Fast forward to today. In the same way that C isn't a "Non-GOTO" language, I contend that Java is no longer an object-oriented language. Sure, the object abstraction is still there, but it has sunk so far down into the infrastructure we don't even think about it anymore. This blog really drove it home for me: Java is a library oriented language. Think about it: when was the last time you downloaded a single class from the Internet to use in an application? Libraries and frameworks are the code reuse mechanisms in Java. Ultimately, the class is just too fine grained to really achieve reuse, but libraries can.
This explains tools like Maven and Ivy. While Java is a library oriented language, no good facilities exist within the language to manage libraries. Some work has been done on the "module" specification, but word from insiders say that is has essentially collapsed into two warring factions: the OSGI vs. Maven camps. Consequently, it looks doubtful that a module facility will appear anytime soon for Java. That's OK: we'll keep doing what we've always done while waiting for ratification of infrastructure -- use open source tools that solve this problem.

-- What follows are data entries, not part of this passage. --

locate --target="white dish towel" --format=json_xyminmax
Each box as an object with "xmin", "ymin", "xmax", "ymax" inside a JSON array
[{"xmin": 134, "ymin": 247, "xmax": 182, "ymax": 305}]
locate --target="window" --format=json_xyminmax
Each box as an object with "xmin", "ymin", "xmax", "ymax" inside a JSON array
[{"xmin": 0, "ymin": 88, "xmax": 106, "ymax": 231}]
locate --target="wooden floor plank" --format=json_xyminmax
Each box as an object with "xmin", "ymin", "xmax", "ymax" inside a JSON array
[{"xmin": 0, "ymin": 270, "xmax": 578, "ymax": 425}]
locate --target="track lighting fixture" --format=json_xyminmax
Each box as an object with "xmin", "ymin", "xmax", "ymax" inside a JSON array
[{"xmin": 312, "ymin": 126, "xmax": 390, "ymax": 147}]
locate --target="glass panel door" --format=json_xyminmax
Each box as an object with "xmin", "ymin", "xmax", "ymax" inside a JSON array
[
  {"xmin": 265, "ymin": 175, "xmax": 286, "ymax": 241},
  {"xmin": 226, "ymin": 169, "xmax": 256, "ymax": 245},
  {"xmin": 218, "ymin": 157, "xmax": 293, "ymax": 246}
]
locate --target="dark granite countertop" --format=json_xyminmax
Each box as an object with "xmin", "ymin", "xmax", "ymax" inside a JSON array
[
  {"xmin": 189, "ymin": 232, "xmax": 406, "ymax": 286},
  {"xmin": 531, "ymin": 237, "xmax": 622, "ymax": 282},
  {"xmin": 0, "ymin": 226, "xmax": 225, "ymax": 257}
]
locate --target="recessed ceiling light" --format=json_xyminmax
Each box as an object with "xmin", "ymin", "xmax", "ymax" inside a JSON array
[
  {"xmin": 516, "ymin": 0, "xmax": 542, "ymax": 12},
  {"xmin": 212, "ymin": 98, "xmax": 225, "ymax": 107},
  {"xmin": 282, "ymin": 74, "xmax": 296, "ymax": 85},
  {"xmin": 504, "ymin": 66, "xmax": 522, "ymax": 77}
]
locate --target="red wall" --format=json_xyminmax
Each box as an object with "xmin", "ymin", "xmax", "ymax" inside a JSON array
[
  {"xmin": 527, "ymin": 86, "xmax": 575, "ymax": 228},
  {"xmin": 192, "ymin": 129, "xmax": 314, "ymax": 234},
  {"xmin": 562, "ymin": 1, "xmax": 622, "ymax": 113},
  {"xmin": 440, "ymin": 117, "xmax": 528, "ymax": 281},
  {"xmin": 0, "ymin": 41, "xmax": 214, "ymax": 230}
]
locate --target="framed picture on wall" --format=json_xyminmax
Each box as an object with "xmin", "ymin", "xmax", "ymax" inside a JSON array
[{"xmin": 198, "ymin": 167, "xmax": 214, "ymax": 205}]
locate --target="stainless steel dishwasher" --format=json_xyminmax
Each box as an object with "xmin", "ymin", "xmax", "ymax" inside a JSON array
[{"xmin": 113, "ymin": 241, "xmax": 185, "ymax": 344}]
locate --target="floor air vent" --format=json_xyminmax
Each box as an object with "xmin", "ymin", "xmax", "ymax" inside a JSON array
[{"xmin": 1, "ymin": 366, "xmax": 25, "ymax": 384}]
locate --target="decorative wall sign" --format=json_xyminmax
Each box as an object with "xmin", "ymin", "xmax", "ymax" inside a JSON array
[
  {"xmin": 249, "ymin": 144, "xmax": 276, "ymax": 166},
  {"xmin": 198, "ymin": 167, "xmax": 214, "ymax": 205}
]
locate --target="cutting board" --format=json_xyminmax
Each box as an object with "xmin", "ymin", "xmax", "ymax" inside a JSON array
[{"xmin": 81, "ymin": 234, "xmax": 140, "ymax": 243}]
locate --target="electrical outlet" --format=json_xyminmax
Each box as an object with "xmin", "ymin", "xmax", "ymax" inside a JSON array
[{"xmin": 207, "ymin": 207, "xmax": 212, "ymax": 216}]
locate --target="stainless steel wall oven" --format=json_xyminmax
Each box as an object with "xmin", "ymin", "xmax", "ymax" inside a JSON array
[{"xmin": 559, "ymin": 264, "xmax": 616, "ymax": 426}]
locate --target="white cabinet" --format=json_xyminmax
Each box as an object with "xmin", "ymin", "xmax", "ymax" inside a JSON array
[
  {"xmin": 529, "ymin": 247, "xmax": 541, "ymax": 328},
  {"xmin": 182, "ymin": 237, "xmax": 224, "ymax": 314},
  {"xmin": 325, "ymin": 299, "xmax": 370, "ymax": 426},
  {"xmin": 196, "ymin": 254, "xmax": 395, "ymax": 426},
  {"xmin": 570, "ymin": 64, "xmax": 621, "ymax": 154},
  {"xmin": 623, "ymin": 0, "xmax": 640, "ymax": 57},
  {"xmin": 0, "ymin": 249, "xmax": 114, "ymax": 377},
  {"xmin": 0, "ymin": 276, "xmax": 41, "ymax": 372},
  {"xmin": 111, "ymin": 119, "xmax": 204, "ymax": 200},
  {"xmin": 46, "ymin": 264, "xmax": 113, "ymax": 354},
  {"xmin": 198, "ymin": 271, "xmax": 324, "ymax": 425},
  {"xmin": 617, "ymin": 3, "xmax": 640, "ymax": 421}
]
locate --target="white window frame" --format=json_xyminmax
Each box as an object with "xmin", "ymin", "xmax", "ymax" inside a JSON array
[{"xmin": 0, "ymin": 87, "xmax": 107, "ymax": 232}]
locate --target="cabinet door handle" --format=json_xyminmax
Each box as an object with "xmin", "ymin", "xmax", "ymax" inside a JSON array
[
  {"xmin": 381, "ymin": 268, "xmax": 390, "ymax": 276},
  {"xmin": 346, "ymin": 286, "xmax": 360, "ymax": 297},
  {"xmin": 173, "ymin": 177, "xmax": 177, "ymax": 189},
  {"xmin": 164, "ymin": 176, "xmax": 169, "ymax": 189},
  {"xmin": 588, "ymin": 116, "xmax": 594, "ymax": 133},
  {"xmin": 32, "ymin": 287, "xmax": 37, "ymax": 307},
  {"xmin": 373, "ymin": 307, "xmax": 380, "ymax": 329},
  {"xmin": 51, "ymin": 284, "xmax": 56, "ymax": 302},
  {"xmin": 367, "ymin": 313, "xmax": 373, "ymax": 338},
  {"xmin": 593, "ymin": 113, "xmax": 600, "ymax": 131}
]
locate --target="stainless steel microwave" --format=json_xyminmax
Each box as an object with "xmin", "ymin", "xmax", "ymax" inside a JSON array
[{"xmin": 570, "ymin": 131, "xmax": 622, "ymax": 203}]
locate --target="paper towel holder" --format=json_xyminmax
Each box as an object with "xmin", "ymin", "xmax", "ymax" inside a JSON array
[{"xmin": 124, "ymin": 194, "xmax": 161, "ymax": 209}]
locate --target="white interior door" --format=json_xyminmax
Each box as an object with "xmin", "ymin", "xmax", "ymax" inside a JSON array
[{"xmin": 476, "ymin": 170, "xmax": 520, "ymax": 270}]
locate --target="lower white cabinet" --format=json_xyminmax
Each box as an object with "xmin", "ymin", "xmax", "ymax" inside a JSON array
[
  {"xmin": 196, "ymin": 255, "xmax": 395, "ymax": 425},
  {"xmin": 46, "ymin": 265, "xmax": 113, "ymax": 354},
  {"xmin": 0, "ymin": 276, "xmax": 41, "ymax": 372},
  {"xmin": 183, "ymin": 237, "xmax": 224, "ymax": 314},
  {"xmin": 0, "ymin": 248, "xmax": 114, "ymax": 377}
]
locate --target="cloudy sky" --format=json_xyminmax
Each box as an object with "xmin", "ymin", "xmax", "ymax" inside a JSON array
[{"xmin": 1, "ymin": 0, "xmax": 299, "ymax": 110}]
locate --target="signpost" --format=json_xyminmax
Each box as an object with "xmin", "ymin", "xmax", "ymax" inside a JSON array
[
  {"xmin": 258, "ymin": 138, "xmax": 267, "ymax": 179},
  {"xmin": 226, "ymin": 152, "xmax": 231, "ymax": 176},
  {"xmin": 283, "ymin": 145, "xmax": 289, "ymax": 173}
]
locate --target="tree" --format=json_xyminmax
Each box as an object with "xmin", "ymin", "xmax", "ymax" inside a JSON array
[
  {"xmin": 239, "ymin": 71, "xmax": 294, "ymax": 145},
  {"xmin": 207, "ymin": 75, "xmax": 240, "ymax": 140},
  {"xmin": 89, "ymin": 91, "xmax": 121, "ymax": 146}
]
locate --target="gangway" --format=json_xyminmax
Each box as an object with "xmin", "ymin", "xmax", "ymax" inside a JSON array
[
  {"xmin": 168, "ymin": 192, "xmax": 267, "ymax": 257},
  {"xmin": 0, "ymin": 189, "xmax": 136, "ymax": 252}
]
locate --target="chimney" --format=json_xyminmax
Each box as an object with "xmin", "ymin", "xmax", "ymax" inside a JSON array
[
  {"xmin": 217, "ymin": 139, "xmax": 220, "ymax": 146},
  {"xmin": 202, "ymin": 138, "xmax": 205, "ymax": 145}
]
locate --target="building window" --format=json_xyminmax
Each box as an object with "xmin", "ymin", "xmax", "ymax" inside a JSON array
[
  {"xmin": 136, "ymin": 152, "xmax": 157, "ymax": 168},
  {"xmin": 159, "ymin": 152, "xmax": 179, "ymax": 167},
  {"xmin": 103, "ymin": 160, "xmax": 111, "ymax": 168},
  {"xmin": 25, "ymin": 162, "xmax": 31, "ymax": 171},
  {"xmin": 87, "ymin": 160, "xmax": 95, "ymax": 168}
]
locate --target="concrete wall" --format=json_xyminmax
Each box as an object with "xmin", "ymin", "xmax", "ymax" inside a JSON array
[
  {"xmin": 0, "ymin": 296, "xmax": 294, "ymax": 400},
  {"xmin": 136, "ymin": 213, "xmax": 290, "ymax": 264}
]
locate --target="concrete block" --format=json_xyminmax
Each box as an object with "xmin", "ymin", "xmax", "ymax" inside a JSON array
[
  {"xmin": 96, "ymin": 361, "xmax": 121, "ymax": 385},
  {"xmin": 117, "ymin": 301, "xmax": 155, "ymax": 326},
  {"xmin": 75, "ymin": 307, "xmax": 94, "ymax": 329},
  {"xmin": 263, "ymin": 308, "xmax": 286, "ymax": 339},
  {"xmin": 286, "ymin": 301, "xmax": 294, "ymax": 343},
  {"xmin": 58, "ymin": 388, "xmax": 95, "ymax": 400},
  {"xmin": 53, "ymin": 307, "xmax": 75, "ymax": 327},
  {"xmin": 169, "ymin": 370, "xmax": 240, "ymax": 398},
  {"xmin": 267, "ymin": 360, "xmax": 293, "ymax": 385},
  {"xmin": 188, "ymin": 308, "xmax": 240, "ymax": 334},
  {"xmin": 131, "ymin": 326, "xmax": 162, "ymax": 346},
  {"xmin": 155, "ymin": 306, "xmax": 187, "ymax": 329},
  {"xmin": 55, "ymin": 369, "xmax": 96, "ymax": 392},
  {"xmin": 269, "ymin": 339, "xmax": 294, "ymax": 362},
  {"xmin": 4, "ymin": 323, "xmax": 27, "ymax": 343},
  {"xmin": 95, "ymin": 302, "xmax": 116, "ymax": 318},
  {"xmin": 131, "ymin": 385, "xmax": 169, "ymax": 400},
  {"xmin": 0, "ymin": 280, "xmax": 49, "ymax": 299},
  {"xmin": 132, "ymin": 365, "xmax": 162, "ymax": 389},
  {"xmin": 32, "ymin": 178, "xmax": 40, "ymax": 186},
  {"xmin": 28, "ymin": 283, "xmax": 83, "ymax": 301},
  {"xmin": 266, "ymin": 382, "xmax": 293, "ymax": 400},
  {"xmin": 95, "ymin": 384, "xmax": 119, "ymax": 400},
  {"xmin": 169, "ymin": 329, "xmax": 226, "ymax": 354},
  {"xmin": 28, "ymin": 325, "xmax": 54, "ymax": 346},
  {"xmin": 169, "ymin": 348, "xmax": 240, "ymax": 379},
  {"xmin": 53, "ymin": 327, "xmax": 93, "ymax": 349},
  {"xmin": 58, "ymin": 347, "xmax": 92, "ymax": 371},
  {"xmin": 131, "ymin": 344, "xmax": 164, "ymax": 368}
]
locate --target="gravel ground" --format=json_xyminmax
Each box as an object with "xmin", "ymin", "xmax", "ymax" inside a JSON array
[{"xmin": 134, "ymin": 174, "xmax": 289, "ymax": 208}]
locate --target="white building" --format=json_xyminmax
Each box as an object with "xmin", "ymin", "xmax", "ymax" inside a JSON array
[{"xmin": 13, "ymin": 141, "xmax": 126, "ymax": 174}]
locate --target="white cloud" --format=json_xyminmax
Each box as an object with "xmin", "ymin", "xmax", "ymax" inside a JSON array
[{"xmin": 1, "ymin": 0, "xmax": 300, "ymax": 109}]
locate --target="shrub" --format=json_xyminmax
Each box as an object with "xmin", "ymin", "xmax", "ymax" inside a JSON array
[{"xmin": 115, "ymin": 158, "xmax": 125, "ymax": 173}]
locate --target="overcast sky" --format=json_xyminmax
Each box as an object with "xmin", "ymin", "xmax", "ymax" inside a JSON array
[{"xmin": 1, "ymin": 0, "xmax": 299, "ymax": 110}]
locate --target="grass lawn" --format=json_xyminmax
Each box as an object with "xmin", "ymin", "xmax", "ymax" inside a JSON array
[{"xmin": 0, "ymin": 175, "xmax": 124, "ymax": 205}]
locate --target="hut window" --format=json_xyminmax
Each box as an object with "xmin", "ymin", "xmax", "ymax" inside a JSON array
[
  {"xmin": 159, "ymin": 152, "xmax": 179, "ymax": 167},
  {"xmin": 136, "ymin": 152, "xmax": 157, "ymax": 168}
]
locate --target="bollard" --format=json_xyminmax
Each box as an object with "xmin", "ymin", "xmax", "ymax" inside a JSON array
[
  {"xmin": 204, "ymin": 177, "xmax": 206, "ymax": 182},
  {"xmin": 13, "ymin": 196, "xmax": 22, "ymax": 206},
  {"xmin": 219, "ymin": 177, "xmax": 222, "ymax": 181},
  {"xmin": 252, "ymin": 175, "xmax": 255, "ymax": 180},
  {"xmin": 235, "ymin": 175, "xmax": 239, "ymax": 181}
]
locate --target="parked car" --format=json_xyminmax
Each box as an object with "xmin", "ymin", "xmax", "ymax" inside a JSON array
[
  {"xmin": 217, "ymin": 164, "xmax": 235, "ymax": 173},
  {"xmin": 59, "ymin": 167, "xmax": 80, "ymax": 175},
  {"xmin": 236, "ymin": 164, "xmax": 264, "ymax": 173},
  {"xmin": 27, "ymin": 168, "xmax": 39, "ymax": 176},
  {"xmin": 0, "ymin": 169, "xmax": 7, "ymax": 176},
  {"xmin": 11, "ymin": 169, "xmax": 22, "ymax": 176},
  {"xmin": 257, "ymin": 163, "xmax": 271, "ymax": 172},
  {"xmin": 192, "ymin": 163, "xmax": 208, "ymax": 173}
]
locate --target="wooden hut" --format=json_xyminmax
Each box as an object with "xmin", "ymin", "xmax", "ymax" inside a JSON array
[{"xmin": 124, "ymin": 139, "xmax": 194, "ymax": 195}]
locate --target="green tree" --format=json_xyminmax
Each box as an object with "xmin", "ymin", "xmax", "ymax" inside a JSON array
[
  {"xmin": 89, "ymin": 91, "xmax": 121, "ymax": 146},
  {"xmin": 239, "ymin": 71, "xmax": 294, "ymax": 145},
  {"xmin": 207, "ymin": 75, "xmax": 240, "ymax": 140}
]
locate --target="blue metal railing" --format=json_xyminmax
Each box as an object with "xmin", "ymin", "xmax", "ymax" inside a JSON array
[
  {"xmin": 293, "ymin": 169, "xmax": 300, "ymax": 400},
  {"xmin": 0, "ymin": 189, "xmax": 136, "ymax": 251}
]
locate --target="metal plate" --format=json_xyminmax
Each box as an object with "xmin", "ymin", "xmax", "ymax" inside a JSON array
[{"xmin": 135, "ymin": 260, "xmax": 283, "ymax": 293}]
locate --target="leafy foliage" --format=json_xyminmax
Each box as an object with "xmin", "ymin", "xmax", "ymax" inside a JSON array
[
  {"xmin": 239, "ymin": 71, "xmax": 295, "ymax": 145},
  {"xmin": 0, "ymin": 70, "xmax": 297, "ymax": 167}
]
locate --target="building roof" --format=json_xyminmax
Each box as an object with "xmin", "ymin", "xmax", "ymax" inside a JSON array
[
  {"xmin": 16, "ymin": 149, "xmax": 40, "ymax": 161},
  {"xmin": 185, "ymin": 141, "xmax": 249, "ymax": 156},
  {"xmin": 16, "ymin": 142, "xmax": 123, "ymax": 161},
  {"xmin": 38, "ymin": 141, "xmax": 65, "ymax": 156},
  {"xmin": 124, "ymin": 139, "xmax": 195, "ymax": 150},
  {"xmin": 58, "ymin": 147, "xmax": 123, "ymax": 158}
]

Ultimately, we need to embrace the idea of Java as a Library-Oriented Language. That means treat libraries (and dependencies between libraries) as first class citizens in your projects. Developers tend to try to avoid nasty coupling and circular references with classes, yet too often tolerate it with their JAR files. Looking at Java in this light forces you to think about how you create project directory structure (Maven helps with this, as well as tools like AppFuse, which creates consistent directory structures for different kinds of web applications). Convention over configuration was one of the "breath of fresh air" approaches from Ruby on Rails. It makes building tools and plugins for Rails easy because you can always rely on a standard directory structure for projects. Of course, it's too late now to create the universal standard Java project structure, but you can do this within your own company. Once you have a consistent structure, it makes writing little utilities that can do things to all your projects much easier.
Consistency is the key to automation.
A consistent directory structure for all projects makes it easy to plug into continuous integration, write test helper classes, manage dependencies across projects, and a slew of other benefits. Start treating Java like a library oriented language, think hard about dependencies, versions, and where things live. And, finally, create consistency across projects so that you can take advantage of economy of scale.